Bisnis.com, JAKARTA - Penelitian terbaru mengungkapkan tanah longsor dan mega-tsunami di Greenland pada September 2023, yang dipicu oleh krisis iklim, menyebabkan seluruh bumi bergetar selama sembilan hari.
Peristiwa seismik ini terdeteksi oleh sensor gempa di seluruh dunia namun belum pernah terjadi sebelumnya sehingga para peneliti awalnya tidak tahu apa penyebabnya.
Dilansir dari Guardian, setelah memecahkan misteri tersebut, para ilmuwan mengatakan bahwa hal ini menunjukkan bagaimana pemanasan global telah berdampak pada planet bumi dan bahwa tanah longsor besar mungkin terjadi di tempat-tempat yang sebelumnya diyakini stabil karena suhu meningkat dengan cepat.
Runtuhnya puncak gunung setinggi 1.200 meter di fjord Dickson yang terpencil terjadi pada 16 September 2023 setelah gletser yang mencair di bawahnya tidak mampu lagi menahan permukaan batu.
Hal ini memicu gelombang awal setinggi 200 meter dan aliran air berikutnya bolak-balik di fjord yang berkelok-kelok mengirimkan gelombang seismik ke seluruh planet selama lebih dari seminggu.
Tanah longsor dan mega-tsunami adalah yang pertama tercatat di Greenland bagian timur. Kawasan Arktik terkena dampak pemanasan global paling cepat, dan kejadian serupa meskipun secara seismik lebih kecil terjadi di Greenland bagian barat, Alaska, Kanada, Norwegia, dan Chile.
Dr Kristian Svennevig dari Survei Geologi Denmark dan Greenland, penulis utama laporan tersebut, mengatakan awalnya semua ilmuwan bingung dan tidak ada yang tahu apa yang menyebabkan sinyal ini. Dia mengatakan getaran ini jauh lebih panjang dan sederhana dibandingkan sinyal gempa, yang biasanya berlangsung beberapa menit atau jam, dan diberi label sebagai USO, sebuah objek seismik tak dikenal.

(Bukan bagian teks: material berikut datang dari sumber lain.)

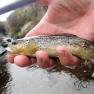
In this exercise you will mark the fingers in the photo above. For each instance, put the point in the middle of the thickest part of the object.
(42, 59)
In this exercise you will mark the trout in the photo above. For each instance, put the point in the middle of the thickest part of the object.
(79, 47)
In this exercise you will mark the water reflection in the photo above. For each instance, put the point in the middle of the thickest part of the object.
(42, 82)
(15, 80)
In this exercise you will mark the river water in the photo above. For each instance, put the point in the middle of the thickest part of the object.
(17, 80)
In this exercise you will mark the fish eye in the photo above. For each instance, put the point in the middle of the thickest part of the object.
(8, 40)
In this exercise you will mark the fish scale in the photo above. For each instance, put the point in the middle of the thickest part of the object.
(79, 47)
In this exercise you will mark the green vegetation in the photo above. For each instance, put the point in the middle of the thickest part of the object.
(23, 19)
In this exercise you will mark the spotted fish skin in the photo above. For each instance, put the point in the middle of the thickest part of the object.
(28, 46)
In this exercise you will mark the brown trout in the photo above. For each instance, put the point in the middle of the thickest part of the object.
(79, 47)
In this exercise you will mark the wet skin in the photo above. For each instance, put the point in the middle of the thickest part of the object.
(63, 16)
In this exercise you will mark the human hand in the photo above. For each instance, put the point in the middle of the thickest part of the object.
(63, 16)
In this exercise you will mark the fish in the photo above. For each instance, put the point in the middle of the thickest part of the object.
(28, 46)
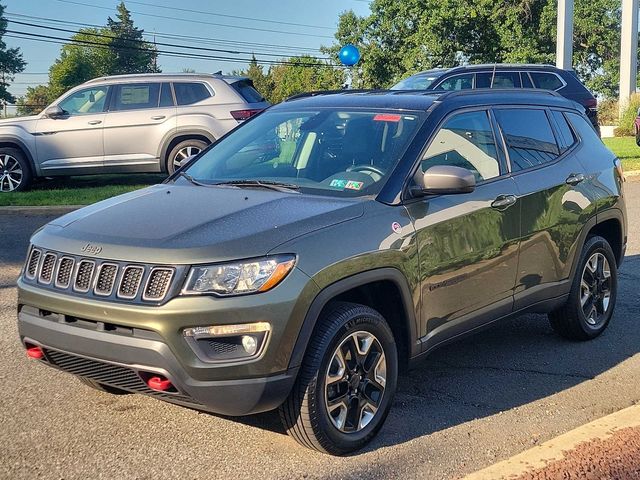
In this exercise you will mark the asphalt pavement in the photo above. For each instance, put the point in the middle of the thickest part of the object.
(469, 405)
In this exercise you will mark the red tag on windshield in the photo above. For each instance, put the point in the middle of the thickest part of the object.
(386, 117)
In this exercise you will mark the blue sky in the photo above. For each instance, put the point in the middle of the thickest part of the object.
(208, 28)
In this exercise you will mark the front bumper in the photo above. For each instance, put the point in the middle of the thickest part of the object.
(123, 360)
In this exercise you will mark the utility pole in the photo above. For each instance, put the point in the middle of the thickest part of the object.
(564, 36)
(628, 52)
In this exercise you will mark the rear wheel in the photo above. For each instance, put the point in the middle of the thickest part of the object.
(15, 173)
(182, 151)
(102, 387)
(346, 384)
(592, 299)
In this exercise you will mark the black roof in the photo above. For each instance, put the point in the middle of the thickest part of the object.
(422, 100)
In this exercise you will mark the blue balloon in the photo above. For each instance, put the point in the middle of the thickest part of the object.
(349, 55)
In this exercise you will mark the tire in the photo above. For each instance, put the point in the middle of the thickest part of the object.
(570, 320)
(182, 151)
(15, 171)
(306, 415)
(103, 387)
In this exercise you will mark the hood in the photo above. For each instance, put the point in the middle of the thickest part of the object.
(180, 224)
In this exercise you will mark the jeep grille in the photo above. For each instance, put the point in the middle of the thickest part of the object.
(118, 281)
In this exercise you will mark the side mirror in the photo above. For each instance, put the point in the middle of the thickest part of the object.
(54, 111)
(446, 180)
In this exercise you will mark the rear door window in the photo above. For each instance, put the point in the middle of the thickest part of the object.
(247, 91)
(529, 137)
(498, 80)
(465, 140)
(135, 96)
(546, 81)
(188, 93)
(458, 82)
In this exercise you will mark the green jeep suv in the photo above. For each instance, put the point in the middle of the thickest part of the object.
(304, 259)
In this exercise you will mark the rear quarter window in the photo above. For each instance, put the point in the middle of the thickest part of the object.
(546, 81)
(247, 91)
(188, 93)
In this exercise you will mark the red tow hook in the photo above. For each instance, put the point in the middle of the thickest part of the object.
(35, 352)
(159, 383)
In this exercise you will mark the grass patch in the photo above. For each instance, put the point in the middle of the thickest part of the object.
(78, 190)
(626, 150)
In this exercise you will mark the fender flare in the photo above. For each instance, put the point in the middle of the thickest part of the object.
(331, 291)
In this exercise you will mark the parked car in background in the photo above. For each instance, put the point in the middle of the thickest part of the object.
(127, 123)
(547, 77)
(304, 278)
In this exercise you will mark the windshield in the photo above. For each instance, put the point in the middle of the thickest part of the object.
(416, 82)
(323, 152)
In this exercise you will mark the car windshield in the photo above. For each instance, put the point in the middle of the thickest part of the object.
(325, 152)
(416, 82)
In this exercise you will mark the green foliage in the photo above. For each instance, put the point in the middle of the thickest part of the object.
(401, 38)
(625, 127)
(11, 61)
(115, 49)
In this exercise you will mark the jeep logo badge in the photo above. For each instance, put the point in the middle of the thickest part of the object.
(92, 249)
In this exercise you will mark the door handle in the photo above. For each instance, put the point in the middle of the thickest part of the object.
(502, 202)
(574, 179)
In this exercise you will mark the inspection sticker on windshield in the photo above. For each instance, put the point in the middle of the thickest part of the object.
(351, 185)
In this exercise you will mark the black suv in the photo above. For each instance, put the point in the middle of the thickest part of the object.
(546, 77)
(304, 258)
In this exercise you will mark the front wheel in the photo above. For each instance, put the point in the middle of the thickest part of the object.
(347, 381)
(182, 151)
(592, 298)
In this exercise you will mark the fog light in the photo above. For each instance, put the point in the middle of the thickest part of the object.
(249, 344)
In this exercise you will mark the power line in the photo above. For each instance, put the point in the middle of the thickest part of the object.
(169, 53)
(141, 42)
(238, 17)
(198, 40)
(192, 21)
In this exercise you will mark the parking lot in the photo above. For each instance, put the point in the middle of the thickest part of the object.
(469, 405)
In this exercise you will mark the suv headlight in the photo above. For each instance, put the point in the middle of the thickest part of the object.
(238, 278)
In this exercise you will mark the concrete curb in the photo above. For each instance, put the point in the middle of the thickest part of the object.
(40, 210)
(541, 455)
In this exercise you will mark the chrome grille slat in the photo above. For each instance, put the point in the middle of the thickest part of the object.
(32, 263)
(64, 272)
(102, 279)
(130, 282)
(48, 266)
(158, 283)
(106, 279)
(84, 274)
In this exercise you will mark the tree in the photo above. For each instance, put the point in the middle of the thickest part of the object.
(129, 52)
(400, 38)
(11, 62)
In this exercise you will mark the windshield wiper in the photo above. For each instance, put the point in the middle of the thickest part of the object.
(191, 179)
(278, 186)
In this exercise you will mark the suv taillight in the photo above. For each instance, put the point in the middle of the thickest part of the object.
(241, 115)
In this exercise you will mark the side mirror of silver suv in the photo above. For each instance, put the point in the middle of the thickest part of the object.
(54, 111)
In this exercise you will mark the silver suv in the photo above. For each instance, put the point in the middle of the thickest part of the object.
(128, 123)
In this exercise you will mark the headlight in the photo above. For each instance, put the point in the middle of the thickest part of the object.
(237, 278)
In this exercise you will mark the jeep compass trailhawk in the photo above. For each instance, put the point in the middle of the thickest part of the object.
(303, 276)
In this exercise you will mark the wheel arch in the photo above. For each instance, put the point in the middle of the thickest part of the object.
(169, 143)
(385, 290)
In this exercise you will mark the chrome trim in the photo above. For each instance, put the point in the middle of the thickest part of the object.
(97, 278)
(122, 276)
(53, 268)
(75, 276)
(26, 270)
(71, 276)
(167, 286)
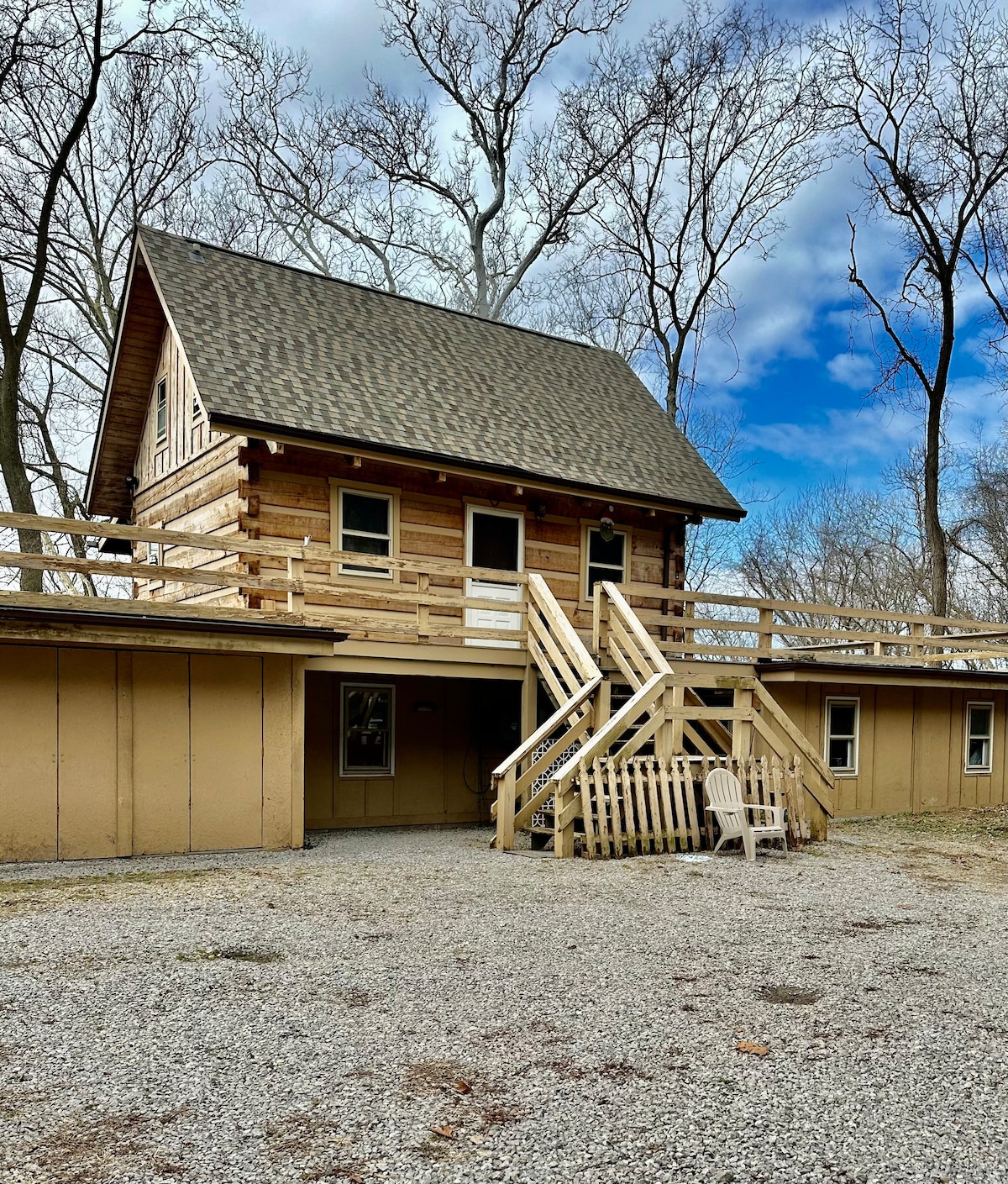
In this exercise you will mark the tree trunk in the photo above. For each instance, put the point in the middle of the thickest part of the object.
(12, 466)
(937, 543)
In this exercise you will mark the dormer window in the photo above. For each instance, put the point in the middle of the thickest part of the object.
(161, 410)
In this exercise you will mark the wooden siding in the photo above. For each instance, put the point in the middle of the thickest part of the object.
(911, 745)
(191, 482)
(440, 753)
(110, 752)
(290, 497)
(139, 350)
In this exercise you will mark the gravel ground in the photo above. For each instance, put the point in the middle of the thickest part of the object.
(408, 1005)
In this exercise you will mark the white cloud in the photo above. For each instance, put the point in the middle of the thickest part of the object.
(837, 439)
(858, 372)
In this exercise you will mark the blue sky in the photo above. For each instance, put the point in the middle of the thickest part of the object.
(801, 368)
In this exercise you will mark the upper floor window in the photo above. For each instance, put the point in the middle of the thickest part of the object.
(843, 725)
(607, 558)
(365, 527)
(979, 734)
(161, 408)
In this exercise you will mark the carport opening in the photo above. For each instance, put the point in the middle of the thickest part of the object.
(402, 750)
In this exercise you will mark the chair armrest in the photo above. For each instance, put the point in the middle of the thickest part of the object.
(776, 813)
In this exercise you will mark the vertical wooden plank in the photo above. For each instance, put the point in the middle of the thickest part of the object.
(123, 752)
(297, 752)
(600, 798)
(587, 811)
(669, 818)
(616, 811)
(645, 828)
(87, 755)
(160, 753)
(628, 811)
(892, 773)
(681, 831)
(691, 801)
(28, 752)
(277, 763)
(321, 717)
(655, 808)
(932, 739)
(226, 761)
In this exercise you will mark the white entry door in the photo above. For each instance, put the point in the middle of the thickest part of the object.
(494, 539)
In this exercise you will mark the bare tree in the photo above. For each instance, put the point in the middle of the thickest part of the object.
(735, 134)
(981, 534)
(924, 96)
(833, 544)
(55, 57)
(455, 192)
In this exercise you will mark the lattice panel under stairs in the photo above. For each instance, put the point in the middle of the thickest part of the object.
(646, 805)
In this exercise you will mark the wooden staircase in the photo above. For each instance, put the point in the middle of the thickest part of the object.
(550, 784)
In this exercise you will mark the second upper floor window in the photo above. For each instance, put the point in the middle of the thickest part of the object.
(607, 558)
(365, 529)
(161, 410)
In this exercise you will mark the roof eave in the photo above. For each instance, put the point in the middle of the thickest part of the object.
(242, 426)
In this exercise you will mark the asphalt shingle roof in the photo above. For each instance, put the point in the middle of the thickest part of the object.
(289, 350)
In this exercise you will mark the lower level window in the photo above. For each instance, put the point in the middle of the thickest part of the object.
(367, 727)
(842, 734)
(979, 732)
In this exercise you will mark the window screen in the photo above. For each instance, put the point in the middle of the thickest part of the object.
(842, 734)
(367, 731)
(979, 729)
(162, 410)
(495, 541)
(606, 559)
(365, 529)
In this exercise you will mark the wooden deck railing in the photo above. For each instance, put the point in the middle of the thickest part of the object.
(396, 608)
(811, 631)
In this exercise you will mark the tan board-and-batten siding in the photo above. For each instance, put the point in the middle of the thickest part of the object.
(112, 752)
(911, 744)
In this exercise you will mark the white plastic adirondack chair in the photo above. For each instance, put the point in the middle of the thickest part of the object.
(724, 795)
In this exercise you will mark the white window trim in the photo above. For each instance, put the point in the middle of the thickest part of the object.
(354, 775)
(979, 770)
(843, 699)
(336, 513)
(158, 437)
(585, 540)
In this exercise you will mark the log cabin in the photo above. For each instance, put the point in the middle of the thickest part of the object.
(393, 564)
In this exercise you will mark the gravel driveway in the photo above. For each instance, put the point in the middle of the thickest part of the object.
(410, 1005)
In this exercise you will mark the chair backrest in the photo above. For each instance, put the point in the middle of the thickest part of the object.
(723, 789)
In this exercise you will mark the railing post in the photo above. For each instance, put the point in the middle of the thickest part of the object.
(423, 610)
(600, 619)
(296, 572)
(506, 810)
(742, 729)
(669, 741)
(765, 642)
(917, 634)
(564, 837)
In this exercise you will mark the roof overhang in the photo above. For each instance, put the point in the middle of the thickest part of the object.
(368, 449)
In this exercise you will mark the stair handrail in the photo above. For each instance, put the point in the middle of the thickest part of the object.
(574, 683)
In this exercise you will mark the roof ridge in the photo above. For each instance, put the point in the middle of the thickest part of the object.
(376, 292)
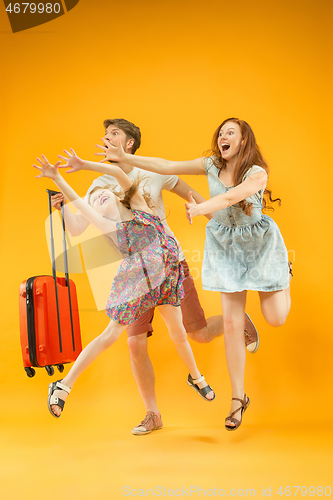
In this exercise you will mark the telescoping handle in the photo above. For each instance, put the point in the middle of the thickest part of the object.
(54, 272)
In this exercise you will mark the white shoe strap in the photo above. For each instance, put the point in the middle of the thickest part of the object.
(63, 387)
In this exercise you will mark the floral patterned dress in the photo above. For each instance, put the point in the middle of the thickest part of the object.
(150, 274)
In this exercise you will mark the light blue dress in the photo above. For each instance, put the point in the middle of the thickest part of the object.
(242, 252)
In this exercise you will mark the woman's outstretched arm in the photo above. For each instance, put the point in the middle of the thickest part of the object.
(51, 172)
(115, 152)
(74, 163)
(252, 184)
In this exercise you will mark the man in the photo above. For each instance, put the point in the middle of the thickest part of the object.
(195, 323)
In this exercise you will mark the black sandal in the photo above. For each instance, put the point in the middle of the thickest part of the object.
(193, 382)
(244, 405)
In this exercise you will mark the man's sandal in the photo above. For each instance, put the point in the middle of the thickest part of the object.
(244, 405)
(52, 400)
(202, 392)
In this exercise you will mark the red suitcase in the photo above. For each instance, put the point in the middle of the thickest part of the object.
(49, 317)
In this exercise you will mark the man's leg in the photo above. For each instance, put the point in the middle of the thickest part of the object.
(202, 330)
(143, 371)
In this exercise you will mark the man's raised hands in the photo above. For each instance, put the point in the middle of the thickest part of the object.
(73, 162)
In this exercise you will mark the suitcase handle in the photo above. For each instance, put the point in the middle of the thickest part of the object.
(54, 272)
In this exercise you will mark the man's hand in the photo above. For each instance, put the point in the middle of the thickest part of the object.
(73, 162)
(46, 169)
(192, 208)
(112, 152)
(56, 200)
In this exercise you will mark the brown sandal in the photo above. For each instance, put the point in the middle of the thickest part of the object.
(245, 403)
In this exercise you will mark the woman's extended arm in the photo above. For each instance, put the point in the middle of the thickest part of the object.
(75, 164)
(115, 152)
(51, 171)
(252, 184)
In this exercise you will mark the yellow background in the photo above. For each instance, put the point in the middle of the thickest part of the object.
(176, 69)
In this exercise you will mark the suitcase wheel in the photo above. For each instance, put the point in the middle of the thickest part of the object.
(50, 370)
(30, 371)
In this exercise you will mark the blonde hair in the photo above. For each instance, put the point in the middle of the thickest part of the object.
(125, 196)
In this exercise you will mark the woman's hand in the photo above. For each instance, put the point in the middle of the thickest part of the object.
(74, 163)
(192, 208)
(56, 200)
(46, 169)
(112, 152)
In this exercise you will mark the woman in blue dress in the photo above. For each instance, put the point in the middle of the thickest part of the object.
(244, 249)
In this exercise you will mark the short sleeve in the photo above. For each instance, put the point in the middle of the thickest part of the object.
(209, 164)
(101, 181)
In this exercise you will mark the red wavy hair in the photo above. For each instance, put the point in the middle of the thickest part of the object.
(249, 155)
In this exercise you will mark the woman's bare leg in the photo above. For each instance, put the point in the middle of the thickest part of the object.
(233, 305)
(172, 317)
(87, 356)
(275, 306)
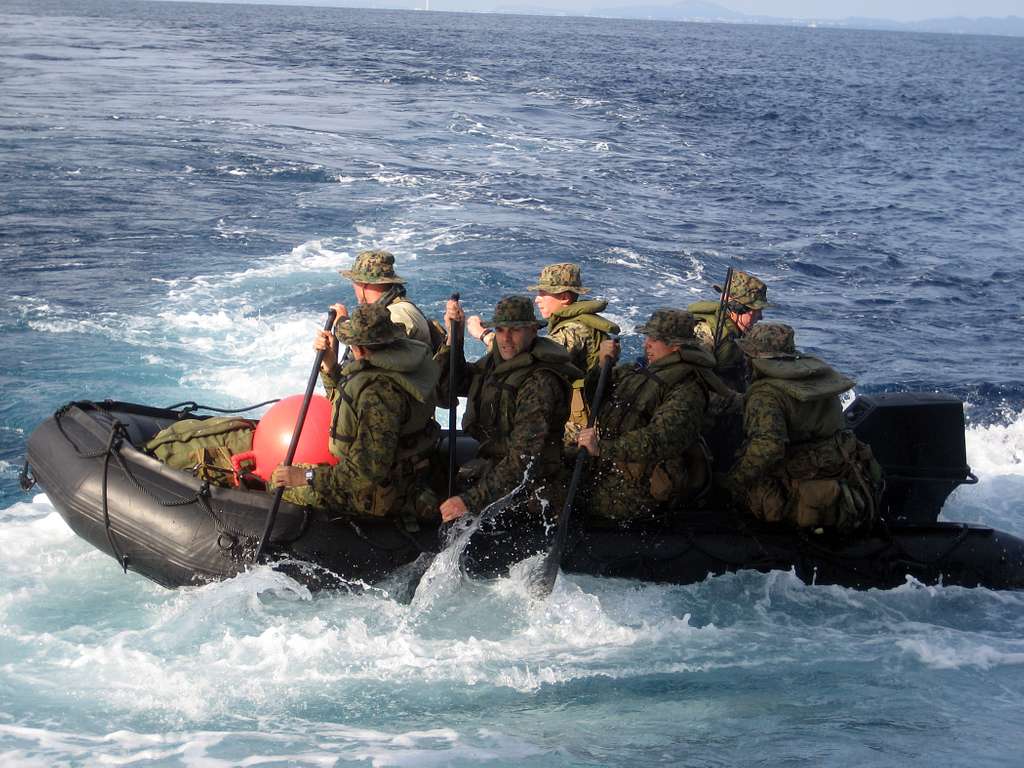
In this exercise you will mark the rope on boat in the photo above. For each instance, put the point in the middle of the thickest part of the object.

“Ini juga merupakan peristiwa yang luar biasa karena ini adalah tanah longsor dan tsunami raksasa pertama yang kami catat di Greenland bagian timur. Hal ini jelas menunjukkan bahwa Greenland bagian timur mulai menghadapi bencana tanah longsor. Gelombang tersebut menghancurkan situs Inuit yang tidak berpenghuni di permukaan laut yang berusia setidaknya 200 tahun, menunjukkan hal seperti ini tidak pernah terjadi setidaknya selama dua abad," paparnya.
Sejumlah besar gubuk hancur di stasiun penelitian di Pulau Ella, 70 km (45 mil) dari tanah longsor. Situs ini didirikan oleh pemburu dan penjelajah bulu dua abad lalu dan digunakan oleh ilmuwan dan militer Denmark, namun kosong saat terjadi tsunami.
Fyord tersebut juga berada di jalur yang biasa digunakan oleh kapal pesiar wisata dan salah satu yang membawa 200 orang terdampar di lumpur di Alpefjord, dekat fjord Dickson, September lalu. Pulau ini dibebaskan hanya dua hari sebelum tsunami melanda, menghindari gelombang yang diperkirakan mencapai empat hingga enam meter.
Dr Stephen Hicks dari University College London, salah satu ketua tim peneliti, mengatakan ketika dirinya pertama kali melihat sinyal seismik, saya benar-benar bingung.
"Belum pernah ada gelombang seismik yang bertahan lama dan bergerak secara global, yang hanya mengandung satu frekuensi osilasi, yang tercatat.” ujarnya.
Sinyalnya terlihat sangat berbeda dengan gemuruh dan ping multi-frekuensi dari gempa bumi. Dibutuhkan 68 ilmuwan dari 40 institusi di 15 negara untuk memecahkan misteri ini dengan menggabungkan data seismik, pengukuran lapangan, citra lapangan dan satelit, serta simulasi komputer gelombang tsunami beresolusi tinggi.
Analisis yang diterbitkan dalam jurnal Science, memperkirakan bahwa 25 juta meter kubik batu dan es menabrak fjord dan menempuh jarak setidaknya 2.200 meter di sepanjang fjord.
Arah tanah longsor, yaitu 90 derajat dari panjang fjord, serta dinding saluran masuk yang curam dan sejajar dengan tikungan 90 derajat sepanjang 10 km ke bawah, semuanya membantu menjaga sebagian besar energi tanah longsor tetap berada di dalam fjord dan beresonansi begitu lama.